In a letter to the judge after his conviction, Chung wrote that he believed that many people in Hong Kong still supported free expression and an independent press.
“Some of them care about the freedom and dignity of everyone in the community and are willing to pay the price of losing their own freedom,” he wrote. “It is the unshakable responsibility of journalists to report their stories and thoughts truthfully.”
Rights activists and journalist groups say the prosecution of the Stand News editors made clear the decline of press freedom in the city and raised questions about what journalistic activities the authorities might consider illegal. The Hong Kong Journalists Association, which itself has become a target of government criticism, has said it opposed using sedition laws to “prosecute people exercising their constitutional right to conduct journalism”.
In a statement in August, the Foreign Correspondents’ Club said that the Stand verdicts sent “shock waves through Hong Kong newsrooms, as well as international news organizations with bureaus in the city, as they seek to understand whether their day-to-day operations could be in violation of Hong Kong law”.

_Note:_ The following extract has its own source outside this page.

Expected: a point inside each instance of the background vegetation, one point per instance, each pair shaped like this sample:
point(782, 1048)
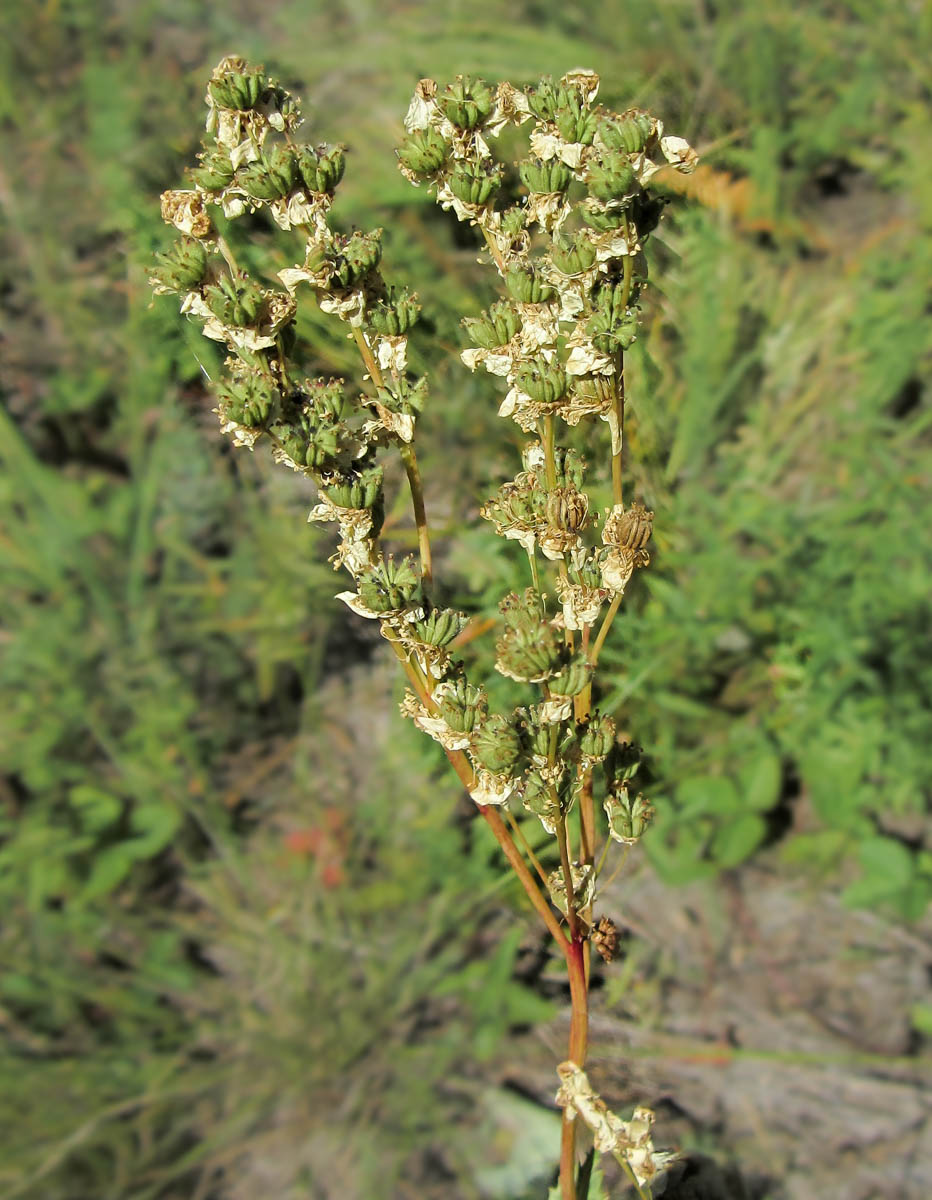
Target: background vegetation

The government has hit back at those raising concerns about press freedom. “Journalists, like everyone else, have an obligation to abide by all the laws,” a government statement said. “Their freedom of commenting on and criticizing government policies remains uninhibited as long as they do not violate the law.”

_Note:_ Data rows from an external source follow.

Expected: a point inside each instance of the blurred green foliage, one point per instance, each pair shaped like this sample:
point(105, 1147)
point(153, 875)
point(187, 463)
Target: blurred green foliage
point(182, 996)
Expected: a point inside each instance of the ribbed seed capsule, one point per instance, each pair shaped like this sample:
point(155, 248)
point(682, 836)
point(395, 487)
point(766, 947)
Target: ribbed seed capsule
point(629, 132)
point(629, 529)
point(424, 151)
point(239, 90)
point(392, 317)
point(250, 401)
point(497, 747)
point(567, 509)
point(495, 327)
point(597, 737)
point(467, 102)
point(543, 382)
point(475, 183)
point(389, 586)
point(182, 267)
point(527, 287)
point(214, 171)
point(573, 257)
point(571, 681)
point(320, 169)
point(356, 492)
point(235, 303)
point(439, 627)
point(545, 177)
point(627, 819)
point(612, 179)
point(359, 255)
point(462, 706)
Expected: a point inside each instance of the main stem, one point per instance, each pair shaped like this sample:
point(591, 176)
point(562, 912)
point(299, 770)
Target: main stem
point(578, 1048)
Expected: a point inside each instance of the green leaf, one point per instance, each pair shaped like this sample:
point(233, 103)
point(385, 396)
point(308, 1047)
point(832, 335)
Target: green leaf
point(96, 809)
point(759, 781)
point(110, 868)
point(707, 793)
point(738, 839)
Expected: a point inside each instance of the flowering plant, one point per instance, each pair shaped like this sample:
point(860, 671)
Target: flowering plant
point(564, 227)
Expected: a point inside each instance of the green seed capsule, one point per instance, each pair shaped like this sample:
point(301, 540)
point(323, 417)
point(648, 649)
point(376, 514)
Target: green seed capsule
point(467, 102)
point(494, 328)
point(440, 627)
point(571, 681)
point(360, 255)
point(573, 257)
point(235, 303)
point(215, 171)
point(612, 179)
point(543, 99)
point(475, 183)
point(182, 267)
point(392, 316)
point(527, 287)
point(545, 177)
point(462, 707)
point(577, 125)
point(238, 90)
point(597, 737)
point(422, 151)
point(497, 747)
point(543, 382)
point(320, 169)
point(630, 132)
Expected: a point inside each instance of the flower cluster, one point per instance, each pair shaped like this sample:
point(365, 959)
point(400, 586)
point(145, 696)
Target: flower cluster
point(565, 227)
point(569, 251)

Nonetheless, officials have made clear the lines have been redrawn. Stand News’ closure was preceded by the shutdown of Apple Daily, a rambunctious, pro-democracy publication owned by media mogul Jimmy Lai, who is himself on trial for national security charges. Several journalists and photographers have been denied work visas or barred from entering the city, including an Associated Press photographer who previously photographed Lai walking in a barbed wire enclosure. After a political cartoonist, Zunzi satirized the police, government officials denounced him repeatedly until the newspaper where he had worked for four decades suspended his cartoon column.
Many local news outlets have stopped reporting on efforts by Hong Kong activists, now in exile, who draw attention to China’s crackdown on the city. Other news sites have taken to placing disclaimers at the bottom of editorials saying that the opinions of editorial writers did not reflect those of the outlet and that there was no intention to violate the national security law.
Beyond facing legal risks, dozens of journalists, their families and neighbours have been targets of what appeared to be a systematic harassment campaign, including death threats, ransom letters and online trolling, the Hong Kong Journalists Association said this month.
Hong Kong authorities have also engaged in a broader crackdown on dissent. According to a database maintained by researchers at the Georgetown Centre for Asian Law, nearly 300 people have been arrested on national security or sedition offences, with more than 70 convicted.
More than 30 opposition lawmakers and prominent activists await sentencing in a mass trial. In a separate case, Lai, the media tycoon accused of conspiracy and collusion with foreign forces, faces what many experts expect will be a lengthy prison sentence.
Before announcing the sentences on Thursday, Judge Kwok Wai-kin said that imprisonment was the “only appropriate punishment” for publishing articles he described as seditious. Stand News was not solely a news outlet without a political stance, he said, but rather it was a participant in a movement at a time when many lacked trust in the government.
Some editorials failed to provide context and balanced analysis, he said, and a star reporter later ran for office as an opposition candidate. The cumulative effect, he said, was “serious, unquantifiable harm to the public.”